Moreira de Azevedo - "Mosaico Brasileiro", pág. 126
Conhecia o cônego Januário da Cunha Barbosa, fundador do Instituto Histórico, um indivíduo cujos pés eram excessivamente grandes. Ao referir-se às plantas desse sujeito, dizia sempre "péses", em vez de pés.
Estranhando o caso, um amigo perguntou-lhe a razão.

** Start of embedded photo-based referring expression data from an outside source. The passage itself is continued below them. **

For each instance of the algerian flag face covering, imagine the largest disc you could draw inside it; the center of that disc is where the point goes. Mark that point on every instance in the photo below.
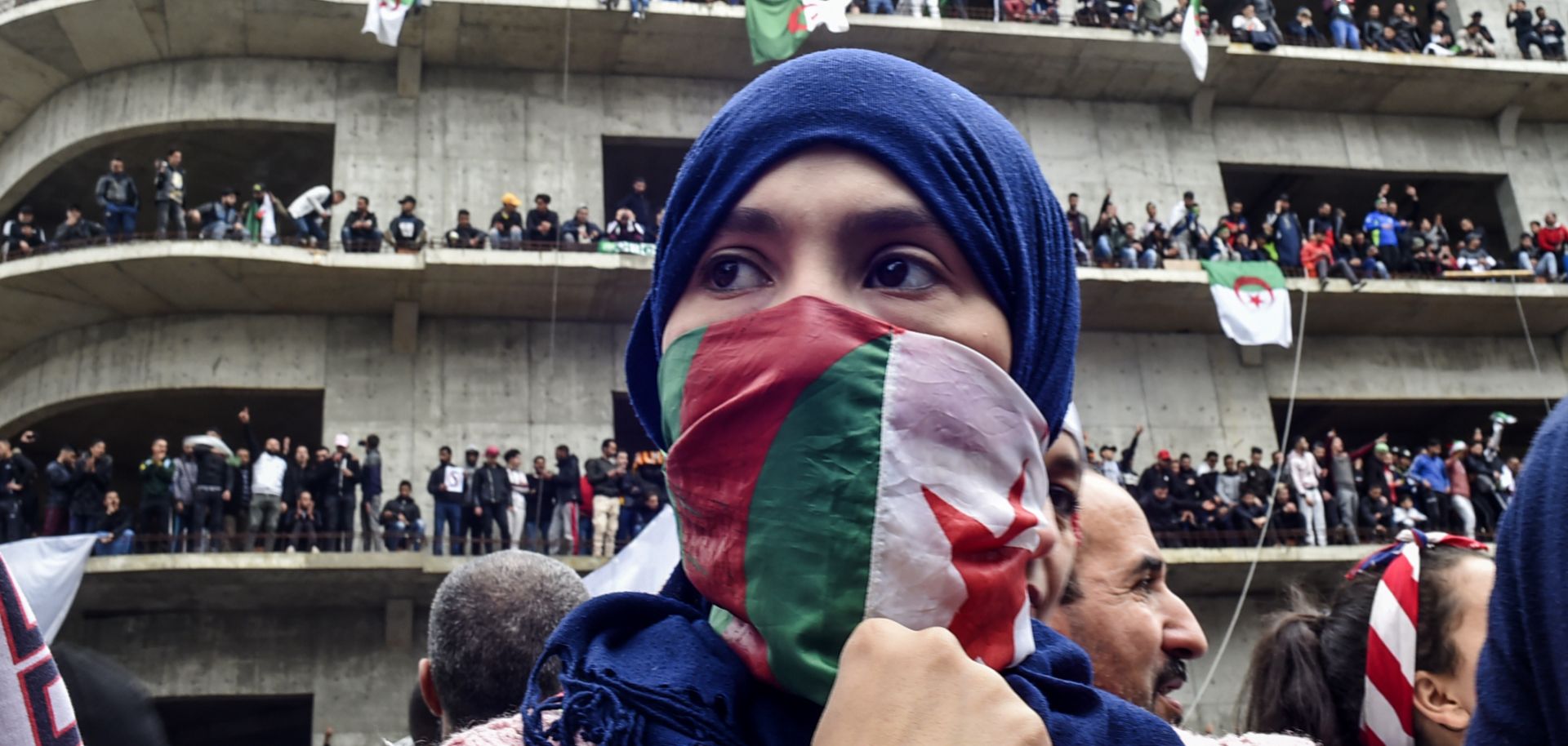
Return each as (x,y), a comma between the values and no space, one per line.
(828,468)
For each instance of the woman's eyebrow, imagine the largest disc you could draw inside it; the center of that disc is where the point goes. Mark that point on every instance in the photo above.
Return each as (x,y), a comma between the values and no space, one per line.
(886,220)
(751,220)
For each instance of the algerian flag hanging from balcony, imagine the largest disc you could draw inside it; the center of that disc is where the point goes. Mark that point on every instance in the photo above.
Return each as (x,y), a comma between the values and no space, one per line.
(780,27)
(385,20)
(1254,304)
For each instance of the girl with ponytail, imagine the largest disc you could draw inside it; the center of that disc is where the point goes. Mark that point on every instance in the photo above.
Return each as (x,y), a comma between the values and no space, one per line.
(1336,674)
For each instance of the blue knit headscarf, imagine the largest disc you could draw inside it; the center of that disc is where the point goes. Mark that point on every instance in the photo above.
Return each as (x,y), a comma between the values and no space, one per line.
(964,160)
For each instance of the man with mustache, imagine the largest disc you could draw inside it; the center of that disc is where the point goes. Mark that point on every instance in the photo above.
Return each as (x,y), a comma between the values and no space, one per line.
(1137,632)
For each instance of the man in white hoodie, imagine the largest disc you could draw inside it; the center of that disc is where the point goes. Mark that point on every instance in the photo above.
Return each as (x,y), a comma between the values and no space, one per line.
(267,483)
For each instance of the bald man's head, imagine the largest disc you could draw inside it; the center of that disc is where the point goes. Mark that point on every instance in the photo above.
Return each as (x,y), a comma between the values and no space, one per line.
(1117,606)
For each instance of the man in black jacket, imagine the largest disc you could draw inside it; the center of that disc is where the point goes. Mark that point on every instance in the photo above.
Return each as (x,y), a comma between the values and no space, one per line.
(490,499)
(337,495)
(564,519)
(87,499)
(400,522)
(16,477)
(540,507)
(448,486)
(214,490)
(117,195)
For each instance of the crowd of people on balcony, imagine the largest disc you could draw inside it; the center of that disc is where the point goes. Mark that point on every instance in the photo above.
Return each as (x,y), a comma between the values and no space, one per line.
(1394,237)
(267,494)
(264,216)
(1322,491)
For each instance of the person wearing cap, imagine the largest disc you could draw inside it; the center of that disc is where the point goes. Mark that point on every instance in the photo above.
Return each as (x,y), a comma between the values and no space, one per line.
(604,475)
(117,195)
(1186,233)
(220,218)
(490,499)
(78,231)
(308,212)
(465,235)
(1286,231)
(1302,30)
(359,228)
(407,233)
(543,223)
(581,229)
(448,485)
(168,184)
(507,229)
(261,215)
(1160,473)
(637,202)
(22,235)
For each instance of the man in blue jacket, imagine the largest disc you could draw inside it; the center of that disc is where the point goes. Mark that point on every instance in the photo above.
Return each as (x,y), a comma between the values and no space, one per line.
(1431,478)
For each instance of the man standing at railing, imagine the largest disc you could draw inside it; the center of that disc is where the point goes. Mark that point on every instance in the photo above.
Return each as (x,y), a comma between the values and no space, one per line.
(117,195)
(543,223)
(407,233)
(507,223)
(581,229)
(311,209)
(170,187)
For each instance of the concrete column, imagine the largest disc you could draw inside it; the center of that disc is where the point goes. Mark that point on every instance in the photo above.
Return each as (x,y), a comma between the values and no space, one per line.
(410,64)
(405,326)
(400,624)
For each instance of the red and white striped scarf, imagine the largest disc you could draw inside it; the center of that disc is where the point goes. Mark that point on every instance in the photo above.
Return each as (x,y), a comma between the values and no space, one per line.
(1388,703)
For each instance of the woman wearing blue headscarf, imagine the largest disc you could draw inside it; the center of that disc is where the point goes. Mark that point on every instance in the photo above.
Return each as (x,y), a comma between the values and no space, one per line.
(862,320)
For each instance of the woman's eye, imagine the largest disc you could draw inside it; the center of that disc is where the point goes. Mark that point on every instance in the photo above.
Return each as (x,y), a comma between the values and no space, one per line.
(734,273)
(899,273)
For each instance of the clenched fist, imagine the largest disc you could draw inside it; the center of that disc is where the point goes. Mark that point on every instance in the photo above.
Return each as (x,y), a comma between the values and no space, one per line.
(916,688)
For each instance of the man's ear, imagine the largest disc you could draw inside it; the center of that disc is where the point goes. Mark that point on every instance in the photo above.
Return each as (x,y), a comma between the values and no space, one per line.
(427,688)
(1437,703)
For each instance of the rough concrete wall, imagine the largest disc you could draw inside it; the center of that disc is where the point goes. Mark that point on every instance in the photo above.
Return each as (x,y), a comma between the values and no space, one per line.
(470,381)
(359,682)
(1194,393)
(472,135)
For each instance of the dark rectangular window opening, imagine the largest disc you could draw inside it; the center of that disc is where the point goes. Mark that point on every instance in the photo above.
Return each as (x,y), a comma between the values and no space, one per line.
(237,722)
(653,158)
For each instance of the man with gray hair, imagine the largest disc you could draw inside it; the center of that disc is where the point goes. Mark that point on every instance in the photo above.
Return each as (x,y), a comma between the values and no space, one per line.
(488,626)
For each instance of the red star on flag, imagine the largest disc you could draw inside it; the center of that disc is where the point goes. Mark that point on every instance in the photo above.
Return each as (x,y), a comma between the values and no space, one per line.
(993,574)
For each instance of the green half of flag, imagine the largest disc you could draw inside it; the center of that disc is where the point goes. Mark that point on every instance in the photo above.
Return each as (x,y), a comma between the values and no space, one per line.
(777,29)
(1228,273)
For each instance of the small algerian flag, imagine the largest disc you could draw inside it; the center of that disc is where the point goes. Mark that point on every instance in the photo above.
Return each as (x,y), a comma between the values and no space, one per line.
(385,20)
(780,27)
(1254,304)
(1194,42)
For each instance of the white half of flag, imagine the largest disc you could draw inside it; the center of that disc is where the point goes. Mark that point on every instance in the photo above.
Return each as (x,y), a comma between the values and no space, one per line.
(647,562)
(1252,300)
(385,20)
(826,13)
(1194,42)
(49,572)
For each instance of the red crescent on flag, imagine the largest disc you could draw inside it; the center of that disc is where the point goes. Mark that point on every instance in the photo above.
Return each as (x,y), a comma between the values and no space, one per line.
(1244,282)
(795,24)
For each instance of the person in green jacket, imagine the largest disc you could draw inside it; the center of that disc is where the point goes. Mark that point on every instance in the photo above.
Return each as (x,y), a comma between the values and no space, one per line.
(157,499)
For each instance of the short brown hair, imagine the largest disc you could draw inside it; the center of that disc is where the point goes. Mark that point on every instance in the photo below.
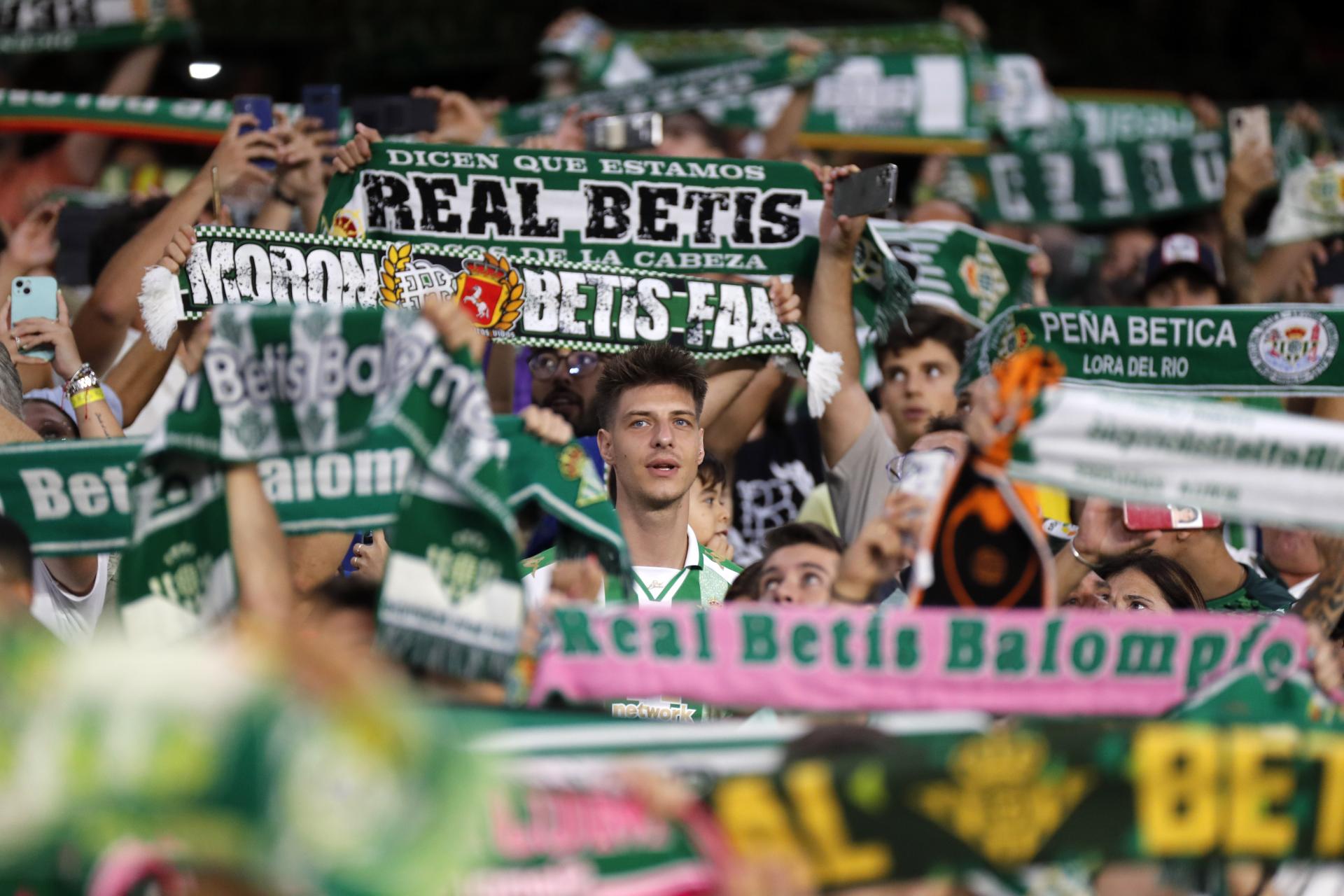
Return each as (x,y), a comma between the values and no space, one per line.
(924,323)
(650,365)
(790,533)
(1171,578)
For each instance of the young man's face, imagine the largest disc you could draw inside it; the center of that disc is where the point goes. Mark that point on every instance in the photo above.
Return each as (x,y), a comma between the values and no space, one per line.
(1182,292)
(800,574)
(711,514)
(654,445)
(918,384)
(566,382)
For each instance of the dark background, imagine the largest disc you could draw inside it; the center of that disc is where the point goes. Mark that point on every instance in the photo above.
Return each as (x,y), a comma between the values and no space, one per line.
(1230,51)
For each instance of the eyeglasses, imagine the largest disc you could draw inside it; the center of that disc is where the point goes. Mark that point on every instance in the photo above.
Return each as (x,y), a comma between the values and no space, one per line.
(546,365)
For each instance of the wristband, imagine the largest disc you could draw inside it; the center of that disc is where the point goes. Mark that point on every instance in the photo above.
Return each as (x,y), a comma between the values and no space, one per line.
(80,399)
(1078,556)
(83,381)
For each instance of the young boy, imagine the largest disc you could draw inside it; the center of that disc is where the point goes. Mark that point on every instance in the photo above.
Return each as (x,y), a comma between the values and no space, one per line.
(711,510)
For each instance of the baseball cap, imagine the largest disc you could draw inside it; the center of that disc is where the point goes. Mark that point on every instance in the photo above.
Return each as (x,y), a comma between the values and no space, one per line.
(1182,251)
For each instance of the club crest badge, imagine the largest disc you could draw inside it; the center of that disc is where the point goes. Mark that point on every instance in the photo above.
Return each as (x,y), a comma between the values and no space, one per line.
(1294,347)
(984,279)
(491,290)
(347,223)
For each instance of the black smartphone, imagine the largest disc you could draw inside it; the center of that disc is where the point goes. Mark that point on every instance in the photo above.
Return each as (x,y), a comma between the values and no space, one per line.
(323,102)
(867,192)
(1331,272)
(260,108)
(396,115)
(624,133)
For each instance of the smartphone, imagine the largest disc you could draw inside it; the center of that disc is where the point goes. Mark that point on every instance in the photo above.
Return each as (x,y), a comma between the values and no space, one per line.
(1249,127)
(869,192)
(1145,517)
(260,108)
(397,115)
(1331,272)
(323,102)
(34,298)
(624,133)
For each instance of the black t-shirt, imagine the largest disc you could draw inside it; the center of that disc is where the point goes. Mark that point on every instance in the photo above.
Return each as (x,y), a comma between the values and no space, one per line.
(772,477)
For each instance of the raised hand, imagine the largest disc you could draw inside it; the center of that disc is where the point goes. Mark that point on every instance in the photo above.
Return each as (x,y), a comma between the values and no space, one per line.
(42,331)
(178,250)
(235,152)
(460,118)
(358,149)
(1102,535)
(456,328)
(839,235)
(788,304)
(33,244)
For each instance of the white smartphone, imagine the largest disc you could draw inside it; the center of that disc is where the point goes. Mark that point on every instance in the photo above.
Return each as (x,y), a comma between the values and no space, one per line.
(1247,127)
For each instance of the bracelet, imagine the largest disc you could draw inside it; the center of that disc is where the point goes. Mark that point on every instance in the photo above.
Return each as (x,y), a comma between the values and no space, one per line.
(84,379)
(80,399)
(1078,556)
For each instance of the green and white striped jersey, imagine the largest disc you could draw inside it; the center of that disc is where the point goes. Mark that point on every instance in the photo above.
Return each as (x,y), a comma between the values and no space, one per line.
(704,580)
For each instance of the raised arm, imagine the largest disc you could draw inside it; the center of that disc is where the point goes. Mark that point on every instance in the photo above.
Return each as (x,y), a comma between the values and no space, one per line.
(732,378)
(1247,175)
(1323,603)
(140,371)
(830,317)
(101,324)
(258,546)
(93,415)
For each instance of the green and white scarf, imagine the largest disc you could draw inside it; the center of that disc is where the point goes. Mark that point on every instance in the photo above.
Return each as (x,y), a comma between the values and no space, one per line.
(1217,456)
(1096,186)
(967,272)
(74,498)
(883,102)
(62,26)
(1224,351)
(302,384)
(694,48)
(682,216)
(1310,204)
(555,304)
(1078,120)
(671,93)
(179,120)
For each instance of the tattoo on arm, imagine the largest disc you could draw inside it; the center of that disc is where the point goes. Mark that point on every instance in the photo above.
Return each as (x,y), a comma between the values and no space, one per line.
(1324,601)
(1241,274)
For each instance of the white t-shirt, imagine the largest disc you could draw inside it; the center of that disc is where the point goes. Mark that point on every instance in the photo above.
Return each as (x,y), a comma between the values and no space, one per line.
(70,617)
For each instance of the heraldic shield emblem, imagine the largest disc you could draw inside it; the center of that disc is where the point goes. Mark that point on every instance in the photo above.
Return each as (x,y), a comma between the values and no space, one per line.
(491,292)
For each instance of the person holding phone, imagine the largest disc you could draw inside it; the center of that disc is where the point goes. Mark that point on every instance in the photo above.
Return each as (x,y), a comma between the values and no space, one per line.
(48,346)
(1225,583)
(101,327)
(69,593)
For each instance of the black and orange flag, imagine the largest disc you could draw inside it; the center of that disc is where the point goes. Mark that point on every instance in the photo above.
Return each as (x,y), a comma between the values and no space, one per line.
(986,545)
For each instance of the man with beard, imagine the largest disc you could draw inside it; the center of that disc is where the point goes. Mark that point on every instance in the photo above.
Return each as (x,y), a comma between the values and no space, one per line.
(566,383)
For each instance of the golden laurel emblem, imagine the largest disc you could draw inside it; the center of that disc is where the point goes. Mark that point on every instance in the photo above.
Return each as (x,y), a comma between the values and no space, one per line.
(394,264)
(1006,797)
(491,292)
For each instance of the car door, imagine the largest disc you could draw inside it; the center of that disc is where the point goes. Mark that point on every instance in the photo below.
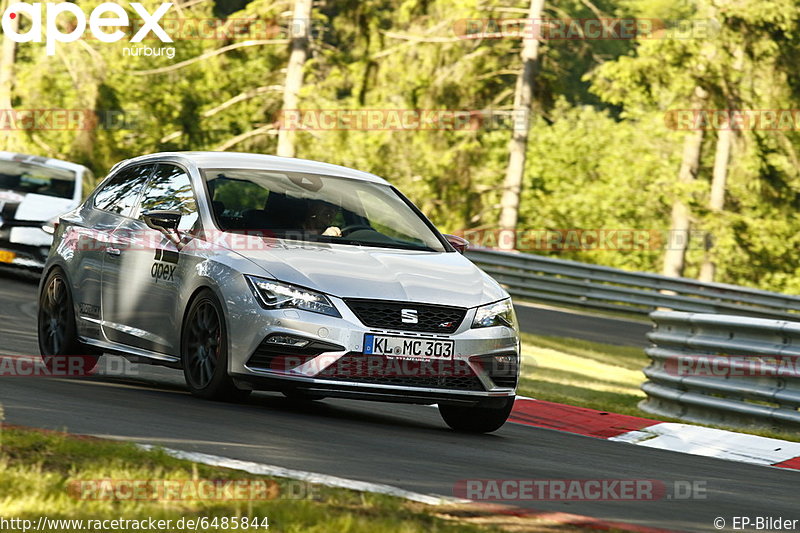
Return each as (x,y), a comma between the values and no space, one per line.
(149,272)
(115,296)
(89,235)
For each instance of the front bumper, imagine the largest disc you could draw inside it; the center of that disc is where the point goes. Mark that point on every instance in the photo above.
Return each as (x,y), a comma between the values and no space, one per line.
(336,366)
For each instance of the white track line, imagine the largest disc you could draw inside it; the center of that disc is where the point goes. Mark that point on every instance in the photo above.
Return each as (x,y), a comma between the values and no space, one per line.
(710,442)
(310,477)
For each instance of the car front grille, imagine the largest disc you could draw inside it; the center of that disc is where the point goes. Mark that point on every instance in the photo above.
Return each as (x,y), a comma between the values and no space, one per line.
(407,316)
(379,370)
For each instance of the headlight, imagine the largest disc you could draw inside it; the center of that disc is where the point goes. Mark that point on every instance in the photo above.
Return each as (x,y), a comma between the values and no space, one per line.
(497,314)
(276,295)
(50,226)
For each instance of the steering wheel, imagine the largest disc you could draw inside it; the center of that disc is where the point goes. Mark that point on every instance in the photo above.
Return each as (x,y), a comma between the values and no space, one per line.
(347,230)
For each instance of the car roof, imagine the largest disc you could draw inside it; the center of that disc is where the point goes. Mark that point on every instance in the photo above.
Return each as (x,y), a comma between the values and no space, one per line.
(44,161)
(205,160)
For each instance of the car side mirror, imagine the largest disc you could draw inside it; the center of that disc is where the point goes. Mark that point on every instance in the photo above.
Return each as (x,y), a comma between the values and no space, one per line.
(166,221)
(459,243)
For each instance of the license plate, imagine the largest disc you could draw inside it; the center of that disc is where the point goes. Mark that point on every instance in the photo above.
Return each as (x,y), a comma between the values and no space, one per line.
(7,257)
(408,347)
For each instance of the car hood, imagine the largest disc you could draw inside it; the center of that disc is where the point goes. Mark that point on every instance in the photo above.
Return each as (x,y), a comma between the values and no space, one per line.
(31,207)
(380,273)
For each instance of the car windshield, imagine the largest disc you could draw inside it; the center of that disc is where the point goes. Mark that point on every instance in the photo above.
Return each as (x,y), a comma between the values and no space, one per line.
(25,177)
(316,208)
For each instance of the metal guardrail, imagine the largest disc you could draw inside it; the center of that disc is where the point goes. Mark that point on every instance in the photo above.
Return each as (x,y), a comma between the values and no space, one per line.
(693,375)
(546,279)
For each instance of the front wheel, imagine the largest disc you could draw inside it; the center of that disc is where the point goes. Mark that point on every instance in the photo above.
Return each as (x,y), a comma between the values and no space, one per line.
(59,346)
(477,419)
(204,351)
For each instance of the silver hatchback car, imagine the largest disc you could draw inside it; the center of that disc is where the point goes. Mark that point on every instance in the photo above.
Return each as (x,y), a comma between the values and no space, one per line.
(254,272)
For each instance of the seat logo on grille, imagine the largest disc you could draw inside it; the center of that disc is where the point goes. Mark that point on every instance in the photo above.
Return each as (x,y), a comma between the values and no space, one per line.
(409,316)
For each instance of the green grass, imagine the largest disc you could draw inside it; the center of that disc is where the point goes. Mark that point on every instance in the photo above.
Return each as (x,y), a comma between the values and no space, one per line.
(37,467)
(594,375)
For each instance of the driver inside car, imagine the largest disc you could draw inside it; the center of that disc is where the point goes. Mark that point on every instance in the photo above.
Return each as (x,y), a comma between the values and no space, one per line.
(320,217)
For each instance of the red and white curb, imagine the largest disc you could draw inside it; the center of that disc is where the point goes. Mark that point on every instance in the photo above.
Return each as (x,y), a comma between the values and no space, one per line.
(379,488)
(684,438)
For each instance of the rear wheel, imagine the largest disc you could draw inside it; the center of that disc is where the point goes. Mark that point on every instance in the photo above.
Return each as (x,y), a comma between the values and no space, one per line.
(58,335)
(477,419)
(204,351)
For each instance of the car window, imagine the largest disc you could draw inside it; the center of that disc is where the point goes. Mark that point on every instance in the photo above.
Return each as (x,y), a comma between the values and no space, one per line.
(316,208)
(120,194)
(170,189)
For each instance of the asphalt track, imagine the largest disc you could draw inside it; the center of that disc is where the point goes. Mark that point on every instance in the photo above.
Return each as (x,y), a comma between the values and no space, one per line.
(405,446)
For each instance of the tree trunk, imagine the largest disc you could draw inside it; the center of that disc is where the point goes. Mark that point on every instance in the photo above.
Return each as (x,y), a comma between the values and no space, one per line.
(301,29)
(517,147)
(716,201)
(678,240)
(7,60)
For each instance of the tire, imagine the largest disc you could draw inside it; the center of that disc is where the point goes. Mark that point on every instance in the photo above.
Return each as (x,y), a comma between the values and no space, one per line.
(204,351)
(476,419)
(59,346)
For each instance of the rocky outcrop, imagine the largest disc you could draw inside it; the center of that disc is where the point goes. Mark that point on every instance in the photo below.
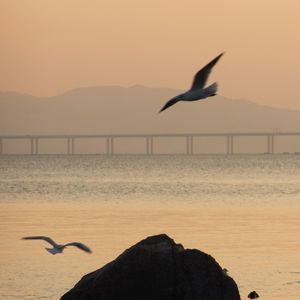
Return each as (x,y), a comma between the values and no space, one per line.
(157,269)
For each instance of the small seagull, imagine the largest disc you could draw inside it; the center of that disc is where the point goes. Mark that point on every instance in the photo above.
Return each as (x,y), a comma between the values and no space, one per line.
(253,295)
(197,91)
(225,272)
(56,247)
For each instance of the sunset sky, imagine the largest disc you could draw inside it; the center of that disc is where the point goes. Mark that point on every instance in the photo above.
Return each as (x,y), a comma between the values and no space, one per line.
(50,46)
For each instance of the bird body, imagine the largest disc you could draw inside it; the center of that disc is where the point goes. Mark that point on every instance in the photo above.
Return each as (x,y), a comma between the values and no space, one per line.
(197,91)
(56,247)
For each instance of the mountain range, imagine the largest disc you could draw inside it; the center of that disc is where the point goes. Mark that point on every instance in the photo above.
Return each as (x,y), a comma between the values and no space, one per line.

- É - respondeu o cônego - porque assim se torna mais expressivo.
E num gesto:
- A palavra fica maior...
A MÃE DE ANTÔNIO
Paulo Barreto - Discurso de recepção na Academia Brasileira de Letras
Guimarães Passos havia tido uma namorada de meninice, cuja mão jamais disputou, e que acabou casando com outro, com o qual teve um filho, a quem deu o nome de Antônio. O poeta é que nunca esqueceu a noiva perdida. Às vezes, alta noite, nas rodas de boêmia, entristecia de repente, levantando-se da mesa.
- Aonde vais? - indagavam os outros.
E ele, soturno:
- Vou pensar na mãe do Antônio.
E metia-se em casa, até de manhã.
ESPIGA NO CAFEZAL
Coelho Neto - Conferência da Biblioteca Nacional, agosto de 1918
Desconfiado já da perfídia doméstica, da qual lhe resultou, afinal, a morte trágica, foi Euclides da Cunha, já íntimo amigo de Coelho Neto, procurá-lo em sua residência, pedindo-lhe que o fosse visitar em casa, onde a esposa de achava acamada pelo nascimento do último filho. Coelho Neto foi, com a senhora. No dia seguinte, à noite, Euclides voltou ao lar do amigo. Levava a tempestade na alma.
- Coelho Neto, - pediu, - que achas do meu filho?
E com os olhos em fogo:
- Não te parece uma espiga de milho num cafezal?